Se um empreendedor rural opta pela produção e pela colheita de um determinado produto, trata-se de algo que se origina de uma escolha sua, sendo dela responsável, inclusive do ponto de vista trabalhista.

O que é inaceitável é que tal empreendedor venha a ser considerado, pela Justiça do Trabalho e pelo Ministério Público do Trabalho, como um mero intermediário, um eventual ludibriador da legislação trabalhista ou, até mesmo, um trabalhador assalariado velado. A livre escolha é um princípio da moderna sociedade.

            Fecha aspas para a Senadora Kátia Abreu.

            Contrapondo-se a esses argumentos e defendendo os interesses dos pequenos agricultores, o presidente da Associtrus - Associação Brasileira de Citricultores, Dr, Flávio Viegas, enviou-me a seguinte mensagem eletrônica, em 14 de abril:

            Abro aspas aqui para o Sr. Flávio Viegas:

A análise formulada pela Senadora Katia Abreu requer uma reflexão mais profunda do que é por ela exteriorizada, pois não se circunscreve aos critérios para a definição acerca da legalidade ou ilegalidade da terceirização (decisão, aliás, adstrita aos órgãos competentes como o Ministério Público do Trabalho e a Justiça Trabalhista), mas finca raízes em uma gama de medidas adotadas pela indústria para engrossar as linhas do cartel que costuraram há anos e que, por via oblíqua, atingiu em cheio os produtores e os trabalhadores do setor.

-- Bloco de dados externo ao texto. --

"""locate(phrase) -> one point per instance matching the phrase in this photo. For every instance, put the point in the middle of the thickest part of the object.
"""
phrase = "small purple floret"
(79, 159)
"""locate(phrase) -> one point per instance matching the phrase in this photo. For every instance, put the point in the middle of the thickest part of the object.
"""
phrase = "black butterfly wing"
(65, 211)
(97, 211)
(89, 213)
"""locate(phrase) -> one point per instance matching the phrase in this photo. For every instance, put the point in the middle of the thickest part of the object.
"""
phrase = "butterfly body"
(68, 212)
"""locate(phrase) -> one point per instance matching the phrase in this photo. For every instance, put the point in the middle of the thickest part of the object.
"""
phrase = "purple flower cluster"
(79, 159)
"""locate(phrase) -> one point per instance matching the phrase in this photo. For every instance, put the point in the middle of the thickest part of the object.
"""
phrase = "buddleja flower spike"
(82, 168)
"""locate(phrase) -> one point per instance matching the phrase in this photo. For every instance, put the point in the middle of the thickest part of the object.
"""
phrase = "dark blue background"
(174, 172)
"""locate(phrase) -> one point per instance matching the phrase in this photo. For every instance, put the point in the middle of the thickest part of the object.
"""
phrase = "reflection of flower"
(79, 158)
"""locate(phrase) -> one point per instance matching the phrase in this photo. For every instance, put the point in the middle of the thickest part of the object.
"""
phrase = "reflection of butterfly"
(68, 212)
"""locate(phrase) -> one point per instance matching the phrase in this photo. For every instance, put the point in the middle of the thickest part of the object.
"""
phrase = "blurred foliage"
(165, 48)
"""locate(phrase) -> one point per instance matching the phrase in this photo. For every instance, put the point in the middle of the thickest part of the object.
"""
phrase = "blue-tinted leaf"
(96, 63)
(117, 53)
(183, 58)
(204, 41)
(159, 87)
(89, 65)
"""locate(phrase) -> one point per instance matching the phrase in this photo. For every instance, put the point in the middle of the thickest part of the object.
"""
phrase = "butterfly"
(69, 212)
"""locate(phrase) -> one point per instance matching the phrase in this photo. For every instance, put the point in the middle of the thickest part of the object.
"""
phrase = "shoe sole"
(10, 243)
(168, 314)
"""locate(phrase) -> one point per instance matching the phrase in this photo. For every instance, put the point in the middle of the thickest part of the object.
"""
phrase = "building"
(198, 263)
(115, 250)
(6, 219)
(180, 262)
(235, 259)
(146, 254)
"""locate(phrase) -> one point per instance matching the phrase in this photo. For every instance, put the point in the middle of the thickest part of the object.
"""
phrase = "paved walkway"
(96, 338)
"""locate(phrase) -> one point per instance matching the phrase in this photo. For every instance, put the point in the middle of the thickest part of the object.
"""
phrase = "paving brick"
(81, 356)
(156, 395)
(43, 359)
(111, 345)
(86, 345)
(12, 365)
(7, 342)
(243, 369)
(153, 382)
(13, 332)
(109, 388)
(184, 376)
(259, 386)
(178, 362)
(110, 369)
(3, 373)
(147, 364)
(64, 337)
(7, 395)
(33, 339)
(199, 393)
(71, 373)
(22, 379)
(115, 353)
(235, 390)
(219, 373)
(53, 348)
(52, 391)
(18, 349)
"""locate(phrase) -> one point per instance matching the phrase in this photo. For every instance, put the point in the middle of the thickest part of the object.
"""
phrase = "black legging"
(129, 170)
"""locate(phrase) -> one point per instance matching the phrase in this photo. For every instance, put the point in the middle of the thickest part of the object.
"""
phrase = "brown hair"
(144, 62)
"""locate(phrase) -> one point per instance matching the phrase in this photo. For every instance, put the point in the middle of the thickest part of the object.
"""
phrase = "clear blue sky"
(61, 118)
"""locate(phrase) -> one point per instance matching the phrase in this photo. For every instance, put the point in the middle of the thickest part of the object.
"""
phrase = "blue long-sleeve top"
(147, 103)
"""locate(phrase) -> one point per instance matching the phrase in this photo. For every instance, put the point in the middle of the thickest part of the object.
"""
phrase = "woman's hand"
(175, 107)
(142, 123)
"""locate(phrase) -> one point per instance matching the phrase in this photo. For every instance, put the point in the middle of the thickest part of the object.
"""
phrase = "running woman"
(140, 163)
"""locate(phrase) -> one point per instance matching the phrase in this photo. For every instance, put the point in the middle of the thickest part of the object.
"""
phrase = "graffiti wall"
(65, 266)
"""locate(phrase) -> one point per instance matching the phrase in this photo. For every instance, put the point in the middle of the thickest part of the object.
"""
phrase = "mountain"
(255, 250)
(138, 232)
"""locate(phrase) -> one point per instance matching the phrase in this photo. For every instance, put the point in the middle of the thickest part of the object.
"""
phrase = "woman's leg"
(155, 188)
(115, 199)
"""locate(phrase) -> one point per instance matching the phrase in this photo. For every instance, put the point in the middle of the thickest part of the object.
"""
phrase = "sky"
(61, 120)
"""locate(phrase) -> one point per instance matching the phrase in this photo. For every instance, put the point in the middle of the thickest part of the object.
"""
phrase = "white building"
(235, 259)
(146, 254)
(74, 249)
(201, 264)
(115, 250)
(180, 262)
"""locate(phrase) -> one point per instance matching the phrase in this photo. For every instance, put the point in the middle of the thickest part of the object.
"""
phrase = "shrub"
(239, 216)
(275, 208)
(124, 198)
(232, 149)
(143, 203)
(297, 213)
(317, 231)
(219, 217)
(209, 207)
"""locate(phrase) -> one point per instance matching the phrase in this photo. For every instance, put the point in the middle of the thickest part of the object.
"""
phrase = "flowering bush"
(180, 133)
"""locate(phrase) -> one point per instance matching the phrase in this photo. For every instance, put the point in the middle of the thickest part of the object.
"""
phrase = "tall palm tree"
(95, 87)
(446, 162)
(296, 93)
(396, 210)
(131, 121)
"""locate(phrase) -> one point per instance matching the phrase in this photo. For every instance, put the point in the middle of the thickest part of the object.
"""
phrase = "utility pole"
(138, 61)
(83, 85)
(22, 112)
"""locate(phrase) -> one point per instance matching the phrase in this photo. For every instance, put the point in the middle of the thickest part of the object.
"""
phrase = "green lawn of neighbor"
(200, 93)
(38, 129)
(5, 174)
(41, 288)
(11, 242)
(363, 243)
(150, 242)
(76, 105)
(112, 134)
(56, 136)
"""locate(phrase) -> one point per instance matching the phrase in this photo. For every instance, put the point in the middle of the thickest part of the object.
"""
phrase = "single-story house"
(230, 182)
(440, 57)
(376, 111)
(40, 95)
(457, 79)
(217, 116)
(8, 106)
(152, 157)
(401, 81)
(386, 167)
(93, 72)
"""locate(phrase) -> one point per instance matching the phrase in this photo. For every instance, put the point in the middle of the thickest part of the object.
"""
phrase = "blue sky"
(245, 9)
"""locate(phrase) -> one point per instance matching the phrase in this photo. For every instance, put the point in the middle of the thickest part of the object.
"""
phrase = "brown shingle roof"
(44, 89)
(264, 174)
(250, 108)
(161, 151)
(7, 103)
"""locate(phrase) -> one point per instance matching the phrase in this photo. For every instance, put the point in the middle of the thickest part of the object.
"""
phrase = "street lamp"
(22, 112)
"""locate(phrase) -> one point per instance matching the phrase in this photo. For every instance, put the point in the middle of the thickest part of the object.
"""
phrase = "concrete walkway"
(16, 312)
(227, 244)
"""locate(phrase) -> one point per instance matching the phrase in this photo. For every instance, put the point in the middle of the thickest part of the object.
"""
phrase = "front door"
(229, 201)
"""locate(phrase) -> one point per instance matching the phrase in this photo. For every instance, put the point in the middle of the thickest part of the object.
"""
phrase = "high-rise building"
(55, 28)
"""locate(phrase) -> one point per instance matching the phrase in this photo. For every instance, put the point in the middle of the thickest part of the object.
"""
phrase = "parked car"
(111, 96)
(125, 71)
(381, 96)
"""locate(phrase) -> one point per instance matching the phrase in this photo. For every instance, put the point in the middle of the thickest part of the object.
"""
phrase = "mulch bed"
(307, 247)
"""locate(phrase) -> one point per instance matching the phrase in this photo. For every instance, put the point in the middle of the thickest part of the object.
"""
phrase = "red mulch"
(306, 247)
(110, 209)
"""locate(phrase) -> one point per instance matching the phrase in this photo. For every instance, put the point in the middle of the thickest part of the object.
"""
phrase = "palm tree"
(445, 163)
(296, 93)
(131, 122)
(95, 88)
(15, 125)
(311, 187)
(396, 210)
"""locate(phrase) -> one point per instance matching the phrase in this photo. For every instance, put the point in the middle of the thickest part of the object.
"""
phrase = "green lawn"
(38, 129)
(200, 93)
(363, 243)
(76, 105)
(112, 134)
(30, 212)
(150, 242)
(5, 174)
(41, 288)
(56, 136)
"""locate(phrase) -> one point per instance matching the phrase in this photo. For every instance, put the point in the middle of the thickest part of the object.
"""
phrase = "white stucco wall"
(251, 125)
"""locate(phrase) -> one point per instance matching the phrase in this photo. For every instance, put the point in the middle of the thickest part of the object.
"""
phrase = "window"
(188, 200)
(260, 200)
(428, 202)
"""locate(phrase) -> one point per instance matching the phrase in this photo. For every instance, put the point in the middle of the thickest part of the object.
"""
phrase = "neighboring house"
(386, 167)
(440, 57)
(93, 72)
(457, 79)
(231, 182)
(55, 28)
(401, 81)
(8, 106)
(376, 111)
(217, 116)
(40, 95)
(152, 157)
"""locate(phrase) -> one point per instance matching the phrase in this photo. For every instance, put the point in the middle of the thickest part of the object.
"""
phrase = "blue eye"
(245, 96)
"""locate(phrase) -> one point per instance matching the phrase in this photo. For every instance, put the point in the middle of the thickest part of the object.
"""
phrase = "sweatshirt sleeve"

Explica-se: [diz o Sr. Flávio Viegas] As indústrias de suco de laranja historicamente fizeram a colheita da laranja.

As indústrias [de suco de laranja], que vinham sendo julgados no CADE por formação de cartel, assinaram em outubro de 1994 um TCC - Termo de Compromisso de Cessação, comprometendo-se a interromper as práticas que vinham adotando, suspendendo com isso o processo.

Em maio de 1995, no entanto, as esmagadoras assinaram entre si um contrato...

(Soa a campainha.)

O SR. EDUARDO SUPLICY (Bloco/PT - SP) - cuja essência evidencia o cartel e, em retaliação aos produtores, transferiram a colheita e o frete da laranja para os citricultores, sem nenhuma compensação.

Isto provocou enormes transformações no setor, pois os produtores passaram a arcar com os custos diretos e indiretos da colheita, além de fretes e riscos das operações.

A consequência da incapacidade econômica, técnica e gerencial dos produtores em manter o mesmo nível de atendimento aos colhedores e transportadores ensejou enorme precarização nas condições dos trabalhadores, com descomunal impacto econômico e social, circunstância agravada pela criação, por parte das indústrias, de falsas cooperativas de trabalho as Coopergatos, imediatamente censuradas e proibidas pela Justiça do Trabalho.

A Presidente da Confederação Nacional da Agricultura, cujo olhar se concentrou apenas nos interesses das grandes indústrias, não se atentou às especificidades da questão, abandonando aquilo que realmente importa para a análise escorreita e imparcial do debate: a degradação da mão de obra e dos transportes é um desdobramento direto da gana das indústrias (e seu cartel) em espoliar os produtores (que, a partir de 1995, passaram a ter que entregar a fruta nas fábricas pelo preço da fruta na árvore) e mais recentemente os trabalhadores.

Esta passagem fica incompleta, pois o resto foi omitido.